Parler d’un plan B est une bonne nouvelle : le discours de M. Wauquiez, Perdriaux, le MEDEF1 et la CCI2, consistait à répéter depuis quelques mois « il n’y a pas d’alternative à l’A45 ». Là, le Préfet de Région a évoqué un plan B qui montre qu’il y a bien des propositions alternatives sérieuses pour améliorer la mobilité entre Lyon, Givors et Saint-Etienne. Il est temps qu’un débat sur ces alternatives s’ouvre largement. La loi de programmation pluriannuelle, qui définira quels grands chantiers l’État va engager pour les années à venir, devait être débattue début avril. Elle est repoussée par la réforme de la SNCF. Soyons vigilants lorsqu’elle arrivera au Parlement. Quoi qu’il en soit, l’expérience montre que nous ne devons pas crier victoire trop tôt. La DUP3 doit être abrogée si l’on veut être certain d’enterrer le projet.

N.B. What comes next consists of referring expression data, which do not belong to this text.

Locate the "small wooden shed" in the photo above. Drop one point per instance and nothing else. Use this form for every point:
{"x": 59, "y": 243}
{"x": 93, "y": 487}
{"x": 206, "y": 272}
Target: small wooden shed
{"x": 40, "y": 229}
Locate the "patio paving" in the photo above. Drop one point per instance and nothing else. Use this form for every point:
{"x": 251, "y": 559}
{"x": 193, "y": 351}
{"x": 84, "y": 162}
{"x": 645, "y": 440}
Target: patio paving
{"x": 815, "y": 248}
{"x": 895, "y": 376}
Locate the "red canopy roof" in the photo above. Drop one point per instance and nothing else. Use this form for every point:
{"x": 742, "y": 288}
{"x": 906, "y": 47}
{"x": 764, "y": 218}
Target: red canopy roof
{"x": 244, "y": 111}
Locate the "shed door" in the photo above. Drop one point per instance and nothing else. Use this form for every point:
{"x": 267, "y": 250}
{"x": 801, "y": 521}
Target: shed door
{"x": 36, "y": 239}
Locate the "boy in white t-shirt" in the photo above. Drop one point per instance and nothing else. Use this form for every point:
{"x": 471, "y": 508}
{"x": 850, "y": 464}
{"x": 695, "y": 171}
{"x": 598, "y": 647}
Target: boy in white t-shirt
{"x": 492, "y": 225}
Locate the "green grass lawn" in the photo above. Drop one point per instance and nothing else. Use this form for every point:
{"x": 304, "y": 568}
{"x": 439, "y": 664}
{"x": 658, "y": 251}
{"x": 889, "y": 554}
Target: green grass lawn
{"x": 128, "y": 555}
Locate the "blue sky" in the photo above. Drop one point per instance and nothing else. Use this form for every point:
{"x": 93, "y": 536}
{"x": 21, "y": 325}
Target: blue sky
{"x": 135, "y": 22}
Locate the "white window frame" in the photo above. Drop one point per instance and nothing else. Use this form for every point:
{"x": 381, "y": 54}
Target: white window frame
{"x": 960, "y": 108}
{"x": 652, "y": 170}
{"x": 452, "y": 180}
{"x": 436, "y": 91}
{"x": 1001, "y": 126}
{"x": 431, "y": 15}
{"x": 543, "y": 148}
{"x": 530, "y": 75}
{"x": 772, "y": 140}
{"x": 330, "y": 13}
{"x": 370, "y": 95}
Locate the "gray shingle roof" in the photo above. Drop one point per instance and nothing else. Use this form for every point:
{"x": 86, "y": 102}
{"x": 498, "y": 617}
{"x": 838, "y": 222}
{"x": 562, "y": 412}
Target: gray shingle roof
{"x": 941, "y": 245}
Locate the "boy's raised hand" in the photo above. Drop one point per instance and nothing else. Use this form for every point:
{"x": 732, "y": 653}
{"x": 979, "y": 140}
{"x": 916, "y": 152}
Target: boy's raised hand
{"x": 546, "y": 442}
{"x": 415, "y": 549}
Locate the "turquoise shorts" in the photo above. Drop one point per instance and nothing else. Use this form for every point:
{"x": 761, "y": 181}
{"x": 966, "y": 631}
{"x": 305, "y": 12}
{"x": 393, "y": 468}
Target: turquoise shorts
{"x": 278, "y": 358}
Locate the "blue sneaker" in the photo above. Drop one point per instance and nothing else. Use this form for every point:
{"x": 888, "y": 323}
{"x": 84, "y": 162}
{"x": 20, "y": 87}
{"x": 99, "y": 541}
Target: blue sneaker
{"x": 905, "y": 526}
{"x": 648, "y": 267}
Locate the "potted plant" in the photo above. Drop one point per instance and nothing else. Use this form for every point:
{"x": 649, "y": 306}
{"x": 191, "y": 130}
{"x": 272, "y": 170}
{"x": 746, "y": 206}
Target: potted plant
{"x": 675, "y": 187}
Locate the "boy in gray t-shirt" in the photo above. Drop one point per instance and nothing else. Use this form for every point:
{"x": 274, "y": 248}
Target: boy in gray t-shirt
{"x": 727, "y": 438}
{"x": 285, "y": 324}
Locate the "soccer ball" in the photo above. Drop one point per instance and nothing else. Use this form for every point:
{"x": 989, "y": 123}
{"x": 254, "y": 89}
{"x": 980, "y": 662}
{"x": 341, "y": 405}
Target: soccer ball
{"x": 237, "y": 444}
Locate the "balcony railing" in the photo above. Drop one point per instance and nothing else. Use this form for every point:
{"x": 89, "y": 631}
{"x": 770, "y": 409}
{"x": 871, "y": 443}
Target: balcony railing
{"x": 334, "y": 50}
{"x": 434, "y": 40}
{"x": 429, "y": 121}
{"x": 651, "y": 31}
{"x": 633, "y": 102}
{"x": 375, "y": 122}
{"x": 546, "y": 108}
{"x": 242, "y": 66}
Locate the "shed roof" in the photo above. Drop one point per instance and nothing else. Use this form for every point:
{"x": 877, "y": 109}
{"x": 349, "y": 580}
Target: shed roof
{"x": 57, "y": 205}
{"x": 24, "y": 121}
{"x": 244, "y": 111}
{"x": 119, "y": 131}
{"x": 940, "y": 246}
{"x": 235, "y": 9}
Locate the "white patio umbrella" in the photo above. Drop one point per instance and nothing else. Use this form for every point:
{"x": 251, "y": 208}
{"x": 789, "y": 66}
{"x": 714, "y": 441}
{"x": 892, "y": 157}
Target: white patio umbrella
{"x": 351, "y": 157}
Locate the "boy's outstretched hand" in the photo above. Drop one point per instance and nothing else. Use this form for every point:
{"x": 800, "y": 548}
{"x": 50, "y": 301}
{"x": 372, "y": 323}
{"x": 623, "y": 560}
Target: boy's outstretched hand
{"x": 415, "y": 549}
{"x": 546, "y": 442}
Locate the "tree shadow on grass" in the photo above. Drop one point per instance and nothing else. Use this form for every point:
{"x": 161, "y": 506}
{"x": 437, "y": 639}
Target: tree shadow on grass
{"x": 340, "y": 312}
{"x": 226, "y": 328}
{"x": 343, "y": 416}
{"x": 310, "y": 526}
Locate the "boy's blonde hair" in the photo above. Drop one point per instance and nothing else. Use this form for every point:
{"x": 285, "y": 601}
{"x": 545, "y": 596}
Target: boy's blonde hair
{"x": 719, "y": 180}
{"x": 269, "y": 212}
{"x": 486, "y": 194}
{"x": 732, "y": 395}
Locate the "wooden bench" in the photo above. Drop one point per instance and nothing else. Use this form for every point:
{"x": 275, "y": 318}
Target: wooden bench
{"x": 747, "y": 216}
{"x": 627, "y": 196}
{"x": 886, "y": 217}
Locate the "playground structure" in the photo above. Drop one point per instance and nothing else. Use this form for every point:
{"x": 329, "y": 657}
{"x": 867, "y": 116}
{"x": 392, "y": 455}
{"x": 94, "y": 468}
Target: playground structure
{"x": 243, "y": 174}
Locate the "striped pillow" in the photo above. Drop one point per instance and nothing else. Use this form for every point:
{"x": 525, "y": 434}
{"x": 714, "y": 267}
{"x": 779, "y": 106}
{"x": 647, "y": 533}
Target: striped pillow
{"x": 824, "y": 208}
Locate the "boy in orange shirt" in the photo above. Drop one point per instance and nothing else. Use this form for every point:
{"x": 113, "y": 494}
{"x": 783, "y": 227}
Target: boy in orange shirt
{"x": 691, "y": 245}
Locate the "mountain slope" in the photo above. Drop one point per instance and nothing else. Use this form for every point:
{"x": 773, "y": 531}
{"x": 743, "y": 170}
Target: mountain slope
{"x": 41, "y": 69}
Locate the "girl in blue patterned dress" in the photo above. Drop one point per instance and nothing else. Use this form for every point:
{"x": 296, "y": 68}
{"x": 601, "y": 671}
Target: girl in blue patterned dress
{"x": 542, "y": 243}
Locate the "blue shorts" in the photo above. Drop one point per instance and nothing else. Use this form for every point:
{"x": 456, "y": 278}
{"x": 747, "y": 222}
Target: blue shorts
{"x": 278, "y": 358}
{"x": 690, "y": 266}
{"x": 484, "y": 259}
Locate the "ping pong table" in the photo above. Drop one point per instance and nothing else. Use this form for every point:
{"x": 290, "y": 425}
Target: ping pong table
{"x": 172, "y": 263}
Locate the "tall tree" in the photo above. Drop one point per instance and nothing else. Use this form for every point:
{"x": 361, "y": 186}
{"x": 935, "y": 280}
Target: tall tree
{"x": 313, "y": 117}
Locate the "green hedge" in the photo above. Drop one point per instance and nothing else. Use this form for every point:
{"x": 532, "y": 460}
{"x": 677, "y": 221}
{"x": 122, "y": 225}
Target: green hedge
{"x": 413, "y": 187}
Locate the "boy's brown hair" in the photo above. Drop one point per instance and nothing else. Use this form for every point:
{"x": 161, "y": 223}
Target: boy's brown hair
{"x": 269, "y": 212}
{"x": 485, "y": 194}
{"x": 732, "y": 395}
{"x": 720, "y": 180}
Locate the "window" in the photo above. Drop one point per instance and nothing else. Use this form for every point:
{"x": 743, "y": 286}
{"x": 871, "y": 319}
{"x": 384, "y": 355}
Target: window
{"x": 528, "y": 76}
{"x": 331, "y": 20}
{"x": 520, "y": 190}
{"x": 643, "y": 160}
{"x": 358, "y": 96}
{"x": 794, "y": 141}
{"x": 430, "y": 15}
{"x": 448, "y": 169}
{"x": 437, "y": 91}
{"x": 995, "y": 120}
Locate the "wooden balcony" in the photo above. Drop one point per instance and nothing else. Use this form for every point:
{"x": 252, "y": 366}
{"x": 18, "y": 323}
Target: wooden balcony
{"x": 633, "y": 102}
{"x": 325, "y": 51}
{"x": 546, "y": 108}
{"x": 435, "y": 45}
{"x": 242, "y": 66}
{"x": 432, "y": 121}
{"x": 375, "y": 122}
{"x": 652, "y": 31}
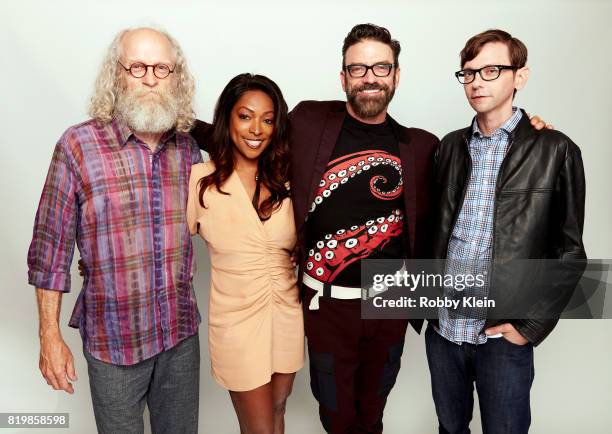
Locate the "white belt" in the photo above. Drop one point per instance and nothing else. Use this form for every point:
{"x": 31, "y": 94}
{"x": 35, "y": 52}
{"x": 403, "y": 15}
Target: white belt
{"x": 337, "y": 291}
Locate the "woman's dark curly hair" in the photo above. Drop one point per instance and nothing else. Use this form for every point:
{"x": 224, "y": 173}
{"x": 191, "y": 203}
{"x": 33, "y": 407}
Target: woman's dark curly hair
{"x": 273, "y": 163}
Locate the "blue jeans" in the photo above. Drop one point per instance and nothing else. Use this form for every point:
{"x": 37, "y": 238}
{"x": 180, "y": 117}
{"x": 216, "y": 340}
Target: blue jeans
{"x": 167, "y": 382}
{"x": 503, "y": 373}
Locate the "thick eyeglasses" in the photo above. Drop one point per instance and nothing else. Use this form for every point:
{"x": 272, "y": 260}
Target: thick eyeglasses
{"x": 359, "y": 70}
{"x": 487, "y": 73}
{"x": 139, "y": 70}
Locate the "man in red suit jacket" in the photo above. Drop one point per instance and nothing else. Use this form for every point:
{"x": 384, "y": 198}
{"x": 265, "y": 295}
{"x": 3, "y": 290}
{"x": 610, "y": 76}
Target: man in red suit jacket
{"x": 360, "y": 186}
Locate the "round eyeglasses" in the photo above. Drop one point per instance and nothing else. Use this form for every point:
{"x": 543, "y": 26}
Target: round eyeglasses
{"x": 139, "y": 69}
{"x": 487, "y": 73}
{"x": 359, "y": 70}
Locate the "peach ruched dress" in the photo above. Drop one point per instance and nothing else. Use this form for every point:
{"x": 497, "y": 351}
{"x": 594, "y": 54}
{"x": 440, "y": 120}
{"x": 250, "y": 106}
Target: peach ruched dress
{"x": 255, "y": 323}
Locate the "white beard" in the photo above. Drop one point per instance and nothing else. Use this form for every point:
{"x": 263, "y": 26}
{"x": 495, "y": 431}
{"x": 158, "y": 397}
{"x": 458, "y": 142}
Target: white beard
{"x": 144, "y": 113}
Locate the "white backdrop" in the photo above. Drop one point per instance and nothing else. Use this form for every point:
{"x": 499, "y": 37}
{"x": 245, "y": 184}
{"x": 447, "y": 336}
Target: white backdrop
{"x": 50, "y": 53}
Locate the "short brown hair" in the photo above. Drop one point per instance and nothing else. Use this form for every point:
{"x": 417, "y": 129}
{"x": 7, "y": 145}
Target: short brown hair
{"x": 372, "y": 32}
{"x": 518, "y": 50}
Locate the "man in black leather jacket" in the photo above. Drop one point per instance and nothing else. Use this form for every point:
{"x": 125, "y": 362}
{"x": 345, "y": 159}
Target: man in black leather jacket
{"x": 503, "y": 192}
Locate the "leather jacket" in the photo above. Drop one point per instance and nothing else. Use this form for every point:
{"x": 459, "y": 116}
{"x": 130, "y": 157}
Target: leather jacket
{"x": 538, "y": 214}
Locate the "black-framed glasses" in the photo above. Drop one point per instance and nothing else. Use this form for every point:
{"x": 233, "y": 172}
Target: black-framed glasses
{"x": 358, "y": 70}
{"x": 139, "y": 69}
{"x": 487, "y": 73}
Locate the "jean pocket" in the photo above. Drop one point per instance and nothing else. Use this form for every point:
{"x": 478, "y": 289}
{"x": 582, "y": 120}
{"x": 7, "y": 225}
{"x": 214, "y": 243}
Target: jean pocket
{"x": 322, "y": 381}
{"x": 391, "y": 368}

Du coup, l’enjeu est de tenir jusqu’à 2020, avec la caducité de la DUP ?
Certains pensent cela, mais je ne pense pas que ce soit une bonne stratégie ! Car l’État peut facilement prolonger la DUP, en se disant que c’est trop tôt pour se décider à définitivement enterrer le projet. Si on se contente d’être sur la défensive, c’est risqué. Nous devons au contraire être offensifs et mettre en avant notre projet de territoire. Il faut profiter de notre avance sur les pro-A45, qui ont jeté beaucoup de billes dans la bataille ! Ils ont notamment dépensé une énergie et un budget considérable dans une pétition « A45, oui je la veux », avec des vidéos dans le stade Geoffroy Guichard, des affiches 4 par 3 de partout. Aujourd’hui, le nombre de signataires n’est toujours pas publié ! C’est bien la preuve que leur pétition est un flop et que l’A45 n’est pas si plébiscitée que ça !
Et alors, quelles alternatives proposer pour remplacer l’A45 ?
Il ne s’agit pas de remplacer l’A45, mais bien de réfléchir à tout un projet de territoire. Le plan B, ce n’est pas seulement rénover l’A47, faire un deuxième pont à Givors et développer le rail. Il y a de multiples facettes ! Il faut d’abord lancer un débat sur la mobilité du XXI e siècle et l’aménagement de ce territoire : est-ce que c’est toujours plus de kilomètres par habitants ? Par exemple, est-ce logique de concentrer tous les efforts dans le développement des hôpitaux de Lyon et Saint-Étienne au détriment de celui de Saint-Chamond ? Veut-on que les nombreux habitants de la vallée du Gier fassent plus de kilomètres pour avoir accès à un service public de santé ? Il faut au contraire diminuer les kilomètres parcourus, et tout faire pour relocaliser à tous les échelons : relocaliser les lieux de travail et les lieux de vie, relocaliser l’agriculture au plus près des consommateurs etc. Le projet d’autoroute A45 est une aberration du siècle passé, où aligner les kilomètres de bitume servait de seule boussole aux politiques « d’aménagement du territoire ». Les temps ont changé. Les priorités aussi.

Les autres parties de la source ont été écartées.